By default each entity uses a SQLite file under your Bumblebee data path (see memory.database_path in harness defaults). When DATABASE_URL or memory.database_url is set — typical for a hybrid worker on Postgres — the harness uses that instead.

What are native tools and MCP?

Native tools are built into the harness (web search, filesystem allowances, automations, messaging helpers, optional browser/voice stacks, and more). You toggle groups in configs/default.yaml; heavier stacks often need a pip extra such as bumblebee[full] when you enable them.

MCP lets you attach stdio servers in entity config so tools appear at runtime with prefixed names, alongside native ones. Both paths are documented in the readme and configs/entities/example.yaml.

How do Telegram and Discord work?

Add a telegram or discord entry under presence.platforms in your entity YAML. Tokens come from environment variables named by token_env (commonly TELEGRAM_TOKEN / DISCORD_TOKEN in .env).

You can restrict who may talk to the bot with optional allowlists (allowed_user_ids, allowed_chat_ids on Telegram).

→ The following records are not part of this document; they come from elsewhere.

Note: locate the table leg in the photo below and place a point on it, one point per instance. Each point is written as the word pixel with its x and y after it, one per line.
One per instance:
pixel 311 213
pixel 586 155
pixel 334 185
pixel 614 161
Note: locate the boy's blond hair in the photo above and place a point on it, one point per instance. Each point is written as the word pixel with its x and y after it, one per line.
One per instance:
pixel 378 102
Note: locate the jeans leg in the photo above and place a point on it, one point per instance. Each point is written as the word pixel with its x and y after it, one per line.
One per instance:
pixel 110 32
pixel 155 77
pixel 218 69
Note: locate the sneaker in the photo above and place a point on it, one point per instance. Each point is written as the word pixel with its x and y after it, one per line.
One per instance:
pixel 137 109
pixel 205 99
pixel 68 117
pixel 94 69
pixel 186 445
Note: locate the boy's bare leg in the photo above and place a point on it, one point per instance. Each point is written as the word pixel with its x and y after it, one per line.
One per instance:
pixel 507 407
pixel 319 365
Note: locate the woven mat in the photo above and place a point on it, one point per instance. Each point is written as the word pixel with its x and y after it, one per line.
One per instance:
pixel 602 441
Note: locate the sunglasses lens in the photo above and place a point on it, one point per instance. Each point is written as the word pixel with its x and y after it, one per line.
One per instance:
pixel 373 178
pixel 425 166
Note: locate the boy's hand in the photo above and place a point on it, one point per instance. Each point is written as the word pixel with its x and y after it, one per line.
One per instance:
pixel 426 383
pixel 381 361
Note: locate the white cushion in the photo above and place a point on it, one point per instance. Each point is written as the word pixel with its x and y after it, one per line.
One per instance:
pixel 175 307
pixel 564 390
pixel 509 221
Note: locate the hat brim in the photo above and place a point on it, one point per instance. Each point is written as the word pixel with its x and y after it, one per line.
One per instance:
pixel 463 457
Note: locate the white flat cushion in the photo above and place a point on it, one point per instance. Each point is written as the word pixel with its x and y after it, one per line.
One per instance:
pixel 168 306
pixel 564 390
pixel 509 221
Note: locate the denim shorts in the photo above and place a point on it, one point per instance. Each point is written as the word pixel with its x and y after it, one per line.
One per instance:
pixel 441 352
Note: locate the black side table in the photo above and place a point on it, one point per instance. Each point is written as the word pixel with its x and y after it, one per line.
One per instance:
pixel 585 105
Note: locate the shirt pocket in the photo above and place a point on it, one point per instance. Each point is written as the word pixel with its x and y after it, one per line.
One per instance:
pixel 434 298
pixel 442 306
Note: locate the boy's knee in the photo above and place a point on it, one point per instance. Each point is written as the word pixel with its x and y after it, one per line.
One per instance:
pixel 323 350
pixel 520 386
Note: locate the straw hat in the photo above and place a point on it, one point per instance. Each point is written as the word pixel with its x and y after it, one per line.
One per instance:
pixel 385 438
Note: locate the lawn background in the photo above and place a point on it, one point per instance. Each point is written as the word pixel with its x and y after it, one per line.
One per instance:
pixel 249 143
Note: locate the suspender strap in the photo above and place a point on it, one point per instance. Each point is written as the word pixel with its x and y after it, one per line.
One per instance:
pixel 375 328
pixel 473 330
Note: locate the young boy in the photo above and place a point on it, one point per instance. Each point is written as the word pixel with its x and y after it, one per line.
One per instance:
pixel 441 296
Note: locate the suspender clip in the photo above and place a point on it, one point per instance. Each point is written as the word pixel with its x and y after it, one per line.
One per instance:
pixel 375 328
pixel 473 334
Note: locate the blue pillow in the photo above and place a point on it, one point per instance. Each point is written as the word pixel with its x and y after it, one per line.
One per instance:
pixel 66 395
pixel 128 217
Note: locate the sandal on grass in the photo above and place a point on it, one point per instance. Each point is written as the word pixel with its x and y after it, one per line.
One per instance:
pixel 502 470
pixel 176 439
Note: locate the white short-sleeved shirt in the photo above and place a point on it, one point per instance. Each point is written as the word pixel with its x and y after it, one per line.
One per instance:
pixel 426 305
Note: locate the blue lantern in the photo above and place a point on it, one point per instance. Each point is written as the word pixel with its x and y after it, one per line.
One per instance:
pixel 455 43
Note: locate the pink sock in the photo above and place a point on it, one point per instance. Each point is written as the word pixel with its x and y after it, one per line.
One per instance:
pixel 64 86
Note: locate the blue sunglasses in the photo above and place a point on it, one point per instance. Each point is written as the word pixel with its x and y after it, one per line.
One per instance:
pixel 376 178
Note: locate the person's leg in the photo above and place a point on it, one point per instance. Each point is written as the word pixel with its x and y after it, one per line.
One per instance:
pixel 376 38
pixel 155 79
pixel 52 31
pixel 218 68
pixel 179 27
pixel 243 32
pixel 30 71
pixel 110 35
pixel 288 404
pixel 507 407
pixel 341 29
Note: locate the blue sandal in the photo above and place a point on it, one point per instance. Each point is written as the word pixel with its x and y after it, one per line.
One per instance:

Start the entity with bumblebee run so those platforms connect.

Why use S3-compatible storage for attachments?

In local mode, images and audio from chats are written to a disk folder under your user data path. On ephemeral cloud disks (e.g. a Railway worker), those files would disappear on redeploy.

Set BUMBLEBEE_ATTACHMENTS_BACKEND=object_s3_compat and the BUMBLEBEE_S3_* variables so blobs land in object storage (any S3-compatible API). bumblebee setup can prompt for this on the hybrid path.

What is knowledge.md?

Each entity can have a knowledge file you edit on disk. Sections marked [locked] are yours only; unlocked sections can be updated by the entity over time. Use bumblebee knowledge <entity> to create or open it in your editor.

What about Firecrawl or other optional APIs?

Bumblebee does not require paid web APIs. If you add a Firecrawl API key, the harness can prefer it for richer fetch_url / search_web behavior when configured — entirely optional.

What license is Bumblebee under?

Bumblebee is open source under the Apache License 2.0 — usable for personal and commercial projects, subject to that license’s terms.

Where can I ask questions or report issues?

Use GitHub Discussions for community questions and Issues for bugs. The readme is the best starting point for deeper documentation.